Another ride without the gloves today. Went well again. The only downside is that it is tearing up my ring fingers from where the reins sit between them and the pinky. I think i will get some sort of finger tape like the football players use and wrap that area up. 

Today the girls that were sitting on the bleachers clapped after I did a line of jumps. One of the girls said that I did a really advanced communication thing with the reins after the horse wanted to speed up after the first jump. I have no idea what I did but very excited I did it! One of them gave me a really nice compliment after the line! Very Pumped!


----------



## Zeke (Jun 27, 2010)

Yuck, I've ripped up between my fingers before and it's no fun! Sounds like your lesson horse definitely likes to pull on the reins.
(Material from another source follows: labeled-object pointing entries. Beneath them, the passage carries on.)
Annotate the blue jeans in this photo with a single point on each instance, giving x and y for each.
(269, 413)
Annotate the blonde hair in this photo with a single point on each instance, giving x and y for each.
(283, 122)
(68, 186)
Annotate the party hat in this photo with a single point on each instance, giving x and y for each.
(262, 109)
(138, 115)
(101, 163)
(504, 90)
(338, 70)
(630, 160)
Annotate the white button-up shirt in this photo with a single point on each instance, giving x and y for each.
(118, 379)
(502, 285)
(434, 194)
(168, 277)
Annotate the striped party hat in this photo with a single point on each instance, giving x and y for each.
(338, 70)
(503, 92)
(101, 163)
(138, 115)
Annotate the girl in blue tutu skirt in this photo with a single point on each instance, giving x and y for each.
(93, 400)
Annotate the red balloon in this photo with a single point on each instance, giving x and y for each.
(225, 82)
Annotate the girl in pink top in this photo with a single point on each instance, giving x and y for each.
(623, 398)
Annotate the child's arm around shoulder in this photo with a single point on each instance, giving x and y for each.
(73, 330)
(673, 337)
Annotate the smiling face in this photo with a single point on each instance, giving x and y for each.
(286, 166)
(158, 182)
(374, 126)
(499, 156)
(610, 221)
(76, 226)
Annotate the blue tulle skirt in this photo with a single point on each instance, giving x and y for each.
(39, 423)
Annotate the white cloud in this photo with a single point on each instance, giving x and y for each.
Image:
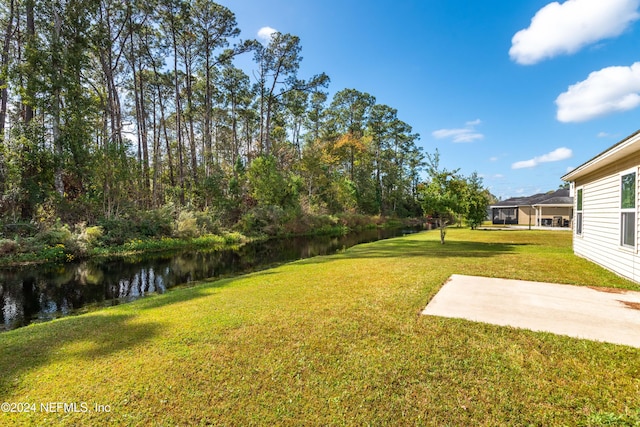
(466, 134)
(566, 28)
(556, 155)
(265, 33)
(612, 89)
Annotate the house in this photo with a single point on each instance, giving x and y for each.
(553, 209)
(606, 207)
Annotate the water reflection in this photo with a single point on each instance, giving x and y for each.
(40, 293)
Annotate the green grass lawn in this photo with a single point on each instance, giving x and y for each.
(333, 340)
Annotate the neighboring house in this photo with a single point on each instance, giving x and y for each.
(553, 209)
(606, 206)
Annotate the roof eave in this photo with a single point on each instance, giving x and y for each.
(610, 155)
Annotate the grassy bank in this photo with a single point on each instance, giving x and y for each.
(158, 231)
(334, 340)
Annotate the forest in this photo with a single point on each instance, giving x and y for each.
(130, 118)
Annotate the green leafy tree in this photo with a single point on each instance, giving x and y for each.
(443, 197)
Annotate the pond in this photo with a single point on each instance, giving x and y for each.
(45, 292)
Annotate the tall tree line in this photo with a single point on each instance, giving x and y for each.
(110, 107)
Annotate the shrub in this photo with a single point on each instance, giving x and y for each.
(58, 234)
(267, 220)
(186, 225)
(8, 247)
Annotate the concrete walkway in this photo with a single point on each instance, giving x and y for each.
(600, 314)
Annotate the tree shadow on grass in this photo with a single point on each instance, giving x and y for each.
(402, 248)
(89, 336)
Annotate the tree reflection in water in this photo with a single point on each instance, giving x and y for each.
(40, 293)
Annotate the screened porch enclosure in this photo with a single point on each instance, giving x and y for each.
(505, 215)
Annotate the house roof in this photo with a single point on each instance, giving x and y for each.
(558, 197)
(618, 151)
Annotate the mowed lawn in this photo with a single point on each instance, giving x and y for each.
(333, 340)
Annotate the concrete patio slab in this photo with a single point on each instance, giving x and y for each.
(600, 314)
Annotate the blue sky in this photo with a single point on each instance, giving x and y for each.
(518, 91)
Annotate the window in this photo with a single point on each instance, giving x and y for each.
(579, 212)
(628, 210)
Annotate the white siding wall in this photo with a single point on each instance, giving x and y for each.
(600, 240)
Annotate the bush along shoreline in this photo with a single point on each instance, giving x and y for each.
(164, 231)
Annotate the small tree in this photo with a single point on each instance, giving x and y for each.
(478, 198)
(443, 197)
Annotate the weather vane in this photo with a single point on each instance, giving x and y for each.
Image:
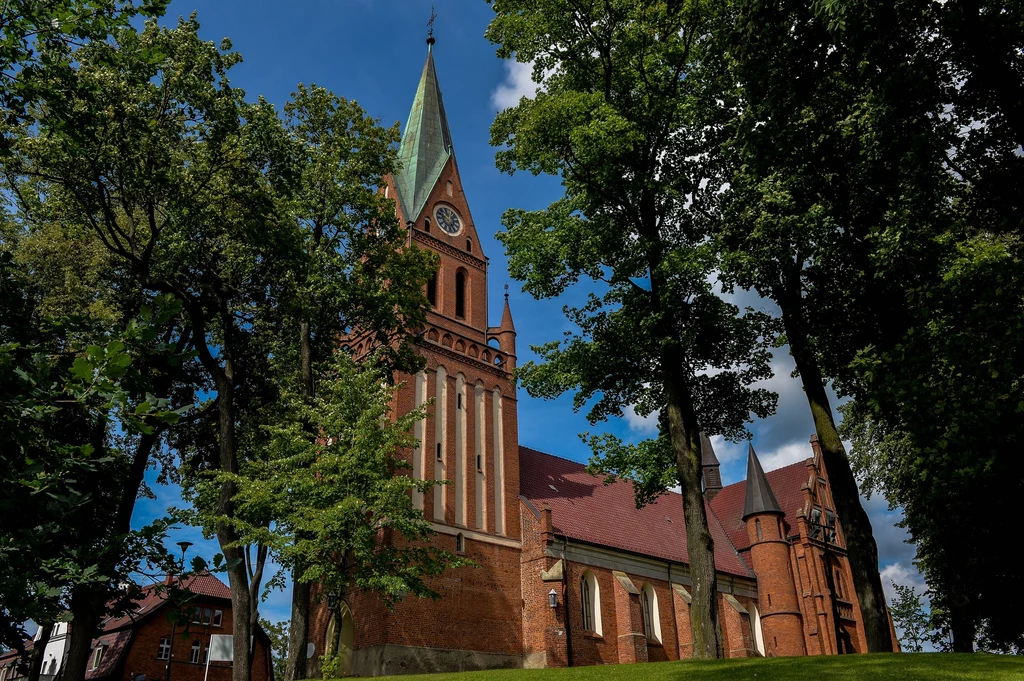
(430, 26)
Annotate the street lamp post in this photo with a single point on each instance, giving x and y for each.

Glad you're getting the hang out it though. 

My guess on the "advanced communication" would be a half halt to slow the horse down? Not a bad thing if you're picking that up naturally, I'm sure your trainer can teach you about them more.
_Posted via Mobile Device_


----------



## trailhorserider (Oct 13, 2009)

I was taught to ride western but I ride mostly with two hands now (because I am riding a 3 yr old and also his momma is gaited and she rides better with two hands) and anyway, I never really understood the need to ride with gloves. I never have needed gloves (unless it's cold out and I just want to keep my hands warm).

I ride like Zeke does...."I have a bad habit of holding plenty tight with my thumb, pointer and middle fingers but then my ring finger and pinky just kinda...hang loose for lack of a better word." 

If the horse trips the reins are pulled right out of my hands, but under normal riding situations loosing the reins is not a problem. But wouldn't you want your hands to loose the reins if the horse trips? Otherwise I could see one of two things happening.....1. the horse would get a really big jerk on his mouth if he fell or 2. If your grip held and he tripped, wouldn't you get jerked right out of the saddle?

So I guess I'm just wondering why a loose grip is a bad thing? I do lengthen and shorten my reins a lot, but I don't think it's because my grip is slipping but rather I let rein out when my horse is walking relaxed and take rein up when we trot or canter or he's nervous. So I am constantly adjusting rein length. 

I ride with plain smooth leather roping reins and have never needed gloves. But I am riding with two hands, more english than western. Why don't I need gloves? And isn't that a good thing? 

I guess I'm trying to figure out what people are doing differently than me? My Foxtrotter mare pulls like a freight train going home because she is barn sour, but she has never sored my hands. Maybe the secret is not having the reins go between your ring finger and pinky?


----------



## trailhorserider (Oct 13, 2009)

As I sat here on the computer, I played with a cable like it was reins and yup, I think the reason I don't need gloves is that I don't hold the reins between my rein fingers and pinkies. 

So is that the "correct" way to ride, with the reins between your ring fingers and pinkies? Because nobody ever taught me that. :lol: But the three finger thing (thumb, pointer and middle finger) holding the reins really works well for me. I use my ring fingers to feather the reins for finer communication and my pinkies just stick out. Incorrect? (The plus side is you will never get sore fingers :wink


----------



## tinyliny (Oct 31, 2009)

horsecv said:


> Another ride without the gloves today. Went well again. The only downside is that it is tearing up my ring fingers from where the reins sit between them and the pinky. I think i will get some sort of finger tape like the football players use and wrap that area up.
> 
> Today the girls that were sitting on the bleachers clapped after I did a line of jumps. One of the girls said that I did a really advanced communication thing with the reins after the horse wanted to speed up after the first jump. I have no idea what I did but very excited I did it! One of them gave me a really nice compliment after the line! Very Pumped!



are you using thick rubber reins? I find them very hard to work with, since they don't bend around the fingers very well, and thus end up actually harder to keep in your hands.


----------



## Zeke (Jun 27, 2010)

I do ride with the reins between my ring and pinky finger, I've just always found this comfortable I suppose. I've only ever had sores between my fingers when using the nylon/cotton sort of blended reins. The rough material causes some uncomfortable friction. Leather, even braided, reins haven't caused problems for me even with a strong horse.
_Posted via Mobile Device_


----------



## bkylem (Sep 21, 2013)

I bought a pair of gloves thinking they would help, but I found they took away the "feel" and just didn't seem natural. They now sit on the shelf as a reminder that my hand control or grip was the problem I needed to deal with. In my case the gloves made it worse.

All the best !


----------



## horsecv (Jan 21, 2014)

bkylem said:


> I bought a pair of gloves thinking they would help, but I found they took away the "feel" and just didn't seem natural. They now sit on the shelf as a reminder that my hand control or grip was the problem I needed to deal with. In my case the gloves made it worse.
> 
> All the best !




Same, I think I will start using tape on my ring finger on both hands where the rein rubs against.


----------